On va tous partir à armes égales. Pour me préparer, j'ai participé à toutes les courses possibles, que j'ai d'ailleurs terminées à chaque fois. J'ai pris le maximum d'heures de nav' sur PRB.

Je me dis que le Vendée Globe, c'est une régate comme une autre. Après tout, j'ai pris pas mal de départs de régates. Sur la Volvo, ce sont neuf départs qui sont donnés. Ce sera un départ comme un autre, avec les mêmes automatismes et je vais naviguer avec mes forces et faiblesses.

Ce qui est intéressant sur une course comme le Vendée Globe, c'est la différence des profils. Tu regardes le plateau et tous ont des expériences différentes. Il y a des skippers plus âgés avec énormément d'expérience, des jeunes qui sont bons… Moi je viens de l'équipage… Il y a plein de profils différents, ce qui apporte de la richesse, avec des manières différentes de naviguer, de régler son bateau, de choisir les trajectoires…"

Communiquer pour remercier

Si la communication est devenue une partie intégrante du métier de navigateur, Kevin Escoffier en prend toute la mesure.

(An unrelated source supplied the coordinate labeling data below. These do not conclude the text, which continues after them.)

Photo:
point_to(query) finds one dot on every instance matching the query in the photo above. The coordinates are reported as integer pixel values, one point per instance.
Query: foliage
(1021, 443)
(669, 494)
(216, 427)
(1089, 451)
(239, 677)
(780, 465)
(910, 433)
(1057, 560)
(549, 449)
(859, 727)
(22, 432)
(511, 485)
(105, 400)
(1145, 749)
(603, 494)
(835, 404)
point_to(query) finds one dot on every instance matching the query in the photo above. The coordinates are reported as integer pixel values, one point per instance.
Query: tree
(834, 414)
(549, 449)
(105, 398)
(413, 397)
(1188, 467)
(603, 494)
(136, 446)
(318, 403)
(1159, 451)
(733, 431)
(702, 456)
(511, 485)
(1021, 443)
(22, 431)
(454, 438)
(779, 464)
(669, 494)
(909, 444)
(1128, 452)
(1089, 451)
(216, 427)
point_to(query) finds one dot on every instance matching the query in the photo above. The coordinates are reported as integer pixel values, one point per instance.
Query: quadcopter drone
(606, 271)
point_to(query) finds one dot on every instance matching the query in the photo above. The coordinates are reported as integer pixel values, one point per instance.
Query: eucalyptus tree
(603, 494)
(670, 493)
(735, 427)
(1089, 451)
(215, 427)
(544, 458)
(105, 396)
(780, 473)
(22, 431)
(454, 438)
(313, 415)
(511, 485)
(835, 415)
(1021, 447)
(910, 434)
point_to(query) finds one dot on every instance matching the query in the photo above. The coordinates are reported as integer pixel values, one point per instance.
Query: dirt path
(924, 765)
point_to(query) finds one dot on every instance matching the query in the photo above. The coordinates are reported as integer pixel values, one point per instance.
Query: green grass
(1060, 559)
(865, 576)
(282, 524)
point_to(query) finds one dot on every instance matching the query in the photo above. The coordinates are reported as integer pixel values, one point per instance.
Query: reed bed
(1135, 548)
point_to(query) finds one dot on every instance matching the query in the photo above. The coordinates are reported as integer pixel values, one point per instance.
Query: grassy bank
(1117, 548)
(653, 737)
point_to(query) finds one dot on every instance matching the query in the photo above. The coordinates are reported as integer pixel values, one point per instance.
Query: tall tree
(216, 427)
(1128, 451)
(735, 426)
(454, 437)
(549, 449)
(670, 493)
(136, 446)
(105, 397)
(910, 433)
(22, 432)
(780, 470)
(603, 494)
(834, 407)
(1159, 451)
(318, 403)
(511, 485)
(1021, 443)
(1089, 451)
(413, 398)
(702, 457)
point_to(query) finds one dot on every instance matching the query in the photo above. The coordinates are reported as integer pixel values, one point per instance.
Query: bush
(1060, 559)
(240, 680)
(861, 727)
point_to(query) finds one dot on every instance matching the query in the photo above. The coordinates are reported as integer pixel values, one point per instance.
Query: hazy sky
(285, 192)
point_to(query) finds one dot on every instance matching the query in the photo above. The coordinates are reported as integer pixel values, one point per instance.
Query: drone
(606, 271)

"C'est très important de partager notre course avec le public, avec nos amis et notre famille qui font des sacrifices pour que l'on puisse prendre le départ. D'autant plus avec le Covid, c'est difficile de partager sur le village, de faire visiter les bateaux. Donc c'est encore plus important de communiquer pour partager notre passion avec les gens.

C'est aussi important pour les partenaires. J'ai de la chance d'avoir un sponsor passionné de voile. C'est la 8e édition du Vendée Globe sur laquelle un bateau aux couleurs de PRB prendra le départ. S'ils me permettent de vivre de ma passion, eux aussi doivent en retirer quelque chose, et ça passe par la communication. Des fois, on est fatigué, mais il faut le faire, et dans 90 % des cas, je le fais avec plaisir."

Son pronostic pour le podium du Vendée Globe ?

"Aujourd'hui, pour moi, le bateau le plus polyvalent et abouti, c'est Apivia, skippé par Charlie Dalin. Il n'a pas eu de casse apparente et vis-à-vis de la fiabilité, c'est un point fondamental. Jérémie Beyou a une grande expérience et son bateau Charal a été mis à l'eau tôt. Enfin, Alex Thomson a encore plus d'expérience, il sait aller vite, avec un bateau que j'aime beaucoup, tout comme ses foils."